These studies demonstrate how ML may assist in improving survival prediction above what the tumour, node and metastasis (TNM) staging system alone can offer with the addition of molecular markers.
Machine learning for postoperative survival prediction
Several studies have looked at using ML to predict survival after resection in lung and oesophageal cancer. Looking at oesophageal SCC, a 2013 study used SVM models to predict distant postoperative metastasis after oesophagectomy [33]. The authors used 4 SVM models: SVM1 included T and N stage; SVM2 included T stage, N stage, tumour length and a marker for cell differentiation; SVM3 included the features of SVM2 plus 12 molecular markers based on the univariate analysis of the training cohort, and SVM4 included all features of SVM2 and 9 molecular markers based off of the univariate analysis of the training and validation cohorts. Training occurred on 319 patients, with 164 patients in a validation cohort. SVM4 performed the best with a sensitivity of 56.6%, a specificity of 97.7%, and an accuracy of 78.7% for predicting the risk of distant metastasis after oesophagectomy, potentially aiding in postoperative discussions of individual benefits of adjuvant therapy.
Concerning lung cancer, a 2011 study developed a model to predict survival in completely resected early-stage NSCLC patients [34]. A decision tree algorithm using 30 patient variables (covering TNM features, clinical variables, spirometry and molecular markers) was used on 482 patients to predict 5-year survival, achieving an AUC of 74%. A similar study aiming to improve survival prediction in NSCLC over the TNM staging system retrospectively evaluated 1981 patients from a thoracic surgery database [35]. A neural network was trained using important variables from univariate and multivariate Cox regression to predict mortality. The authors found that age over 67 and body mass index over 27.6 significantly affected patients’ survival with NSCLC.
More recently, going beyond the more structured ML methods, soft computing via fuzzy and soft sets—thought to be robust on uncertain data—was used to predict 5-year survival after resection for NSCLC [36]. The model was trained on 100 patients using 6 input variables (age, body mass index, chronic obstructive pulmonary disease, forced expiratory volume in 1 s, surgical approach, complications) and resulted in a survival prediction accuracy of 79%.
Finally, a study from 2020 used 16 140 NSCLC patients from the Surveillance, Epidemiology and End Results (SEER) database to train a neural network called DeepSurv to predict lung cancer-specific survival [37]. DeepSurv was then validated on 3228 patients and deployed on an independent dataset of 1182 patients from Shanghai. An additional neural network was trained to output personalized treatment recommendations (lobectomy vs sub-lobectomy) and categorized patients into 2 groups based on the concordance of the treatment recommended and received. DeepSurv outperformed the TNM system for lung cancer-specific survival with a C statistic of 74% vs 70%, respectively. Patients who received the treatment recommended by the neural network had better survival rates than those who did not, specifically those who underwent sublobar resection when lobectomy was advised.
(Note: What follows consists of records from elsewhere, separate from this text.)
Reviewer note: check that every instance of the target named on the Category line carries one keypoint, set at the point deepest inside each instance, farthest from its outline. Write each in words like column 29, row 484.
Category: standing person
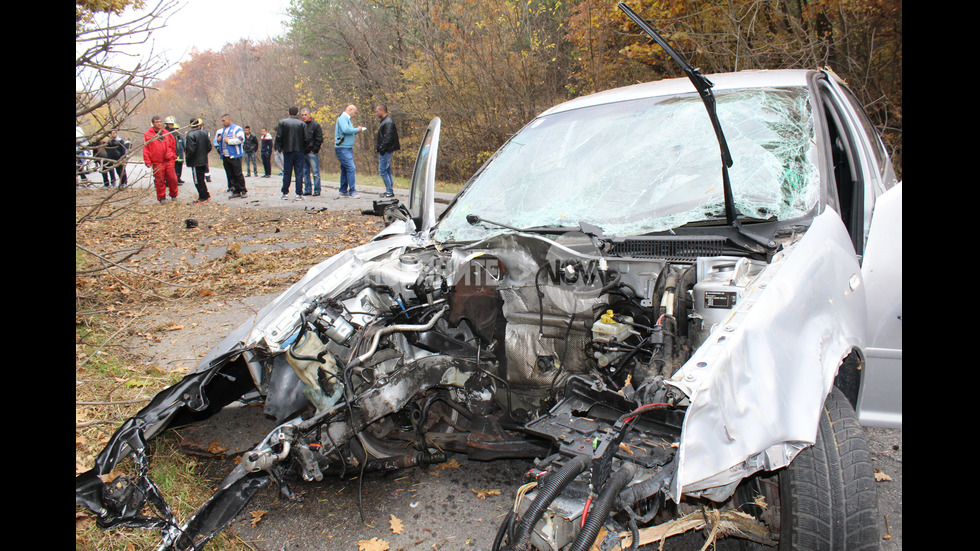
column 103, row 164
column 251, row 146
column 228, row 140
column 198, row 145
column 115, row 151
column 266, row 153
column 343, row 135
column 277, row 153
column 171, row 125
column 386, row 143
column 291, row 141
column 81, row 152
column 159, row 154
column 314, row 139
The authors created a user-friendly computer interface, allowing for easy input of features preoperatively or postoperatively to guide treatment recommendations and make survival predictions based on different treatments, taking steps towards implementing personalized surgical care in the clinic.
DISCUSSION
This review demonstrates that ML can enhance the accuracy of preoperative tests, facilitate earlier diagnosis of pathology, identify cancer therapies likely to maximize survival, and predict adverse events and survival after thoracic surgery. However, only one of the models reviewed (Advanced Alert Monitor) has reached clinical implementation. More widespread employment of this technology is likely to first emerge in specialties pioneering AI such as radiology. What to do with AI-based surgical models and the legality of their predictions have yet to be explored. Therefore, surgeons' critical evaluation of this technology is needed now, before the eventual introduction to practice.
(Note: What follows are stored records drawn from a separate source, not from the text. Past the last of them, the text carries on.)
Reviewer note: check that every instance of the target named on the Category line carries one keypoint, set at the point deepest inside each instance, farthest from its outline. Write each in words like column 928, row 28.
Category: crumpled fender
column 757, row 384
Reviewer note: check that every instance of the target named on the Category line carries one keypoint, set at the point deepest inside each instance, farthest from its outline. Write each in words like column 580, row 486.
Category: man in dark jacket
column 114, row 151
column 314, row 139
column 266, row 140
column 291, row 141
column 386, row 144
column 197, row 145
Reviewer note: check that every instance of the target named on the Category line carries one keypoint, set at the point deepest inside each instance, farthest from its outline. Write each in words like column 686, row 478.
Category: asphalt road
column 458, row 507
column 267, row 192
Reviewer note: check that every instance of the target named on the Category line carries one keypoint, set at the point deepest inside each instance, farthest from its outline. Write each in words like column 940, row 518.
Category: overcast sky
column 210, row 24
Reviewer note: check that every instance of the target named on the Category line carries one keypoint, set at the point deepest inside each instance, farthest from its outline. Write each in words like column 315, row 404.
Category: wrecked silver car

New models should be evaluated as any novel patient therapy with the expectation of external validation and prospective validation of results, ideally in a randomized clinical trial followed by Food and Drug Administration (FDA) approval. Of the 130 medical AI devices currently approved by the FDA, only 4 were evaluated prospectively, many without comparison to clinician performance [38]. As future models emerge, the use of rubrics and interpretation with data scientists may prove beneficial. Utilizing our rubric, Fig. 3 demonstrates the variation of the reviewed studies according to rubric criteria. While all articles reported validation strategies, only 4 performed external validation on independent datasets. Only one of the papers demonstrated improved patient outcomes, and 1 addressed potential bias and fairness in the data. Nearly all failed to perform model calibration—comparing the predicted probabilities to the distribution of observed outcomes. Moreover, there was considerable variation in the amount of information provided to allow for reproducibility of results, ranging from the inclusion of cursory supplementary material to an entire GitHub repository. Based on our review, 14 studies included enough detail to reproduce the methods closely, and the majority of the models are not generalizable to different patient populations.
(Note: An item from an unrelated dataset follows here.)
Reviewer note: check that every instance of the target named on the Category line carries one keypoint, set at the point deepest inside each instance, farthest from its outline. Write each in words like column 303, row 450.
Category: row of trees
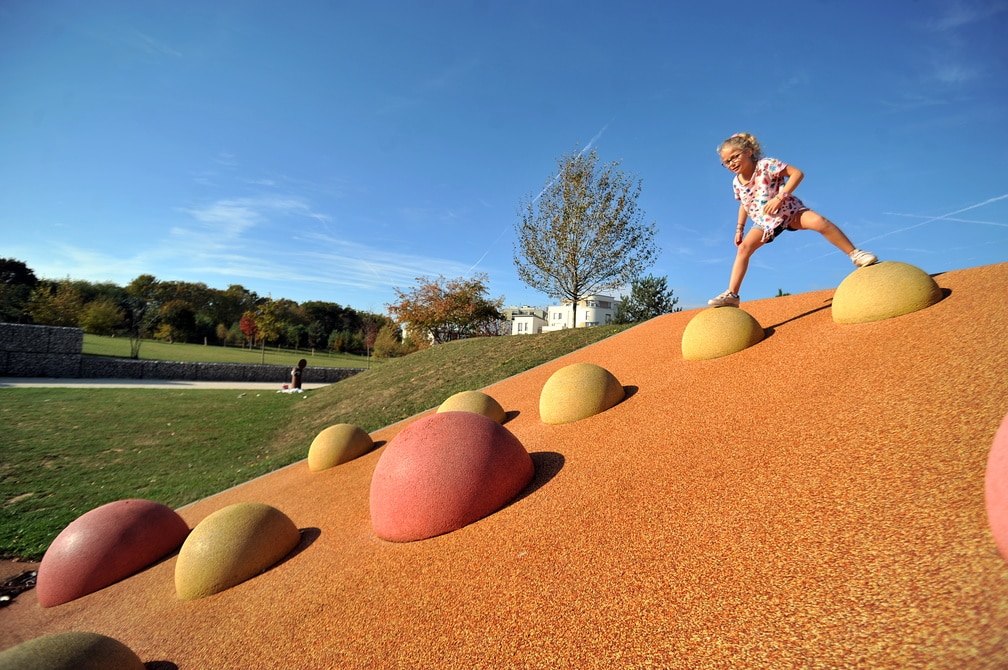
column 581, row 235
column 183, row 311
Every algorithm is dependent on the data on which it is trained, and statistical bias may exist from small sample sizes or non-representative training cohorts, errors in measurement or heterogeneity of treatment effects. Bias within the training cohort can propagate healthcare disparities, as historically collected data used to derive these models may underrepresent vulnerable groups by containing very few minority populations or featuring patients from 1 country or continent. Efforts to train algorithms on representative datasets should be undertaken when developing novel ML applications. Global datasets should be a long-term goal to mitigate bias and improve training. We need to hold research utilizing medical AI to higher standards addressing widespread bias, the lack of external and prospective evaluation and the lack of data sharing limiting reproducibility.
Looking to the future, AI can explore novel questions in surgery, providing insight into the efficacy of current practice. The proportion of medical practice based on scientific evidence is estimated at 10–20%, and it is impossible to perform randomized trials for each decision a surgeon makes daily [39]. Many choices fall into the ‘art of medicine’, based on training, experience and biases allowing for significant practice variation [40]. ML can leverage the vast amounts of data readily available in the EHR. For instance, ∼150 000 discrete pieces of data are created during a hospitalization, with an average of 1 million gigabytes of data managed by healthcare institutions worldwide, more data than at any time in history [41]. More robust conclusions might be drawn from this comprehensive clinical data to inform individualized patient care. In contrast, many databases such as the National Cancer Database or the Society of Thoracic Surgeons (STS) database are narrow in scope and scarce in detail. Combining databases such as the Medical Information Mart for Intensive Care (MIMIC) database [42], which contains high-resolution clinical data from over 60 000 ICU admissions, and the STS database may be a way to leverage clinical and surgical databases. Designing effective models can also be approached in novel ways as datathons are routinely performed across the globe on de-identified data, rewarding the highest performing model in the competition, allowing for collaboration beyond one’s institution [43].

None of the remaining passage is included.